Ivan Elez

Personal information
- Full name: Ivan Elez
- Date of birth: 9 September 1981 (age 44)
- Place of birth: Split, SFR Yugoslavia
- Height: 1.82 m (6 ft 0 in)
- Position: Midfielder

Youth career
- –1994: Omladinac Vranjic
- 1994–1999: Hajduk Split

Senior career*
- Years: Team / Apps / (Gls)
- 1999–2003: Mosor
- 2003–2005: Uskok / 47 / (6)
- 2005–2007: Slaven Belupo / 17 / (0)
- 2007–2008: Zadar / 24 / (1)
- 2008: Solin / 12 / (7)
- 2009–2011: Šibenik / 41 / (1)
- 2011: Dugopolje / 9 / (0)
- 2012: Šmartno / 9 / (0)
- 2013–2014: Érdi / 1 / (0)
- 2014–2016: NK Tehničar 1974
- 2016–2017: NK GOŠK Kastel Gomlica

= Ivan Elez =

Croatian football player (born 1981)

Ivan Elez (born 9 September 1981) is a Croatian retired footballer.

==Club career==
Elez was born in Split and started to play football in the mid-1990s at local club NK Omladinac Vranjic. In 1994, he was spotted by Hajduk Split, and started his professional career by joining the club in March of that year. He played for Hajduk until 1999, before moving to then second-division club NK Mosor, originally starting in the reserve team. After two seasons, he was promoted to the first team.

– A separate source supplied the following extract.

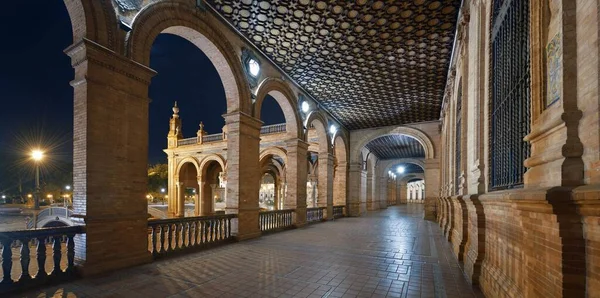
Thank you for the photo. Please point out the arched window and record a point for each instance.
(457, 167)
(510, 93)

After two seasons with Mosor, he left and signed with NK Uskok, where he played for two seasons with some success. In the summer of 2005, Elez left Uskok and started to play for NK Slaven Belupo in the Croatian First Division, where he remained for two seasons, before joining NK Zadar. Elez remained at Zadar for one season, before leaving to play with Second Division side NK Solin.

After just half a season with Solin, Ivan returned to the first division, signing a contract with HNK Šibenik.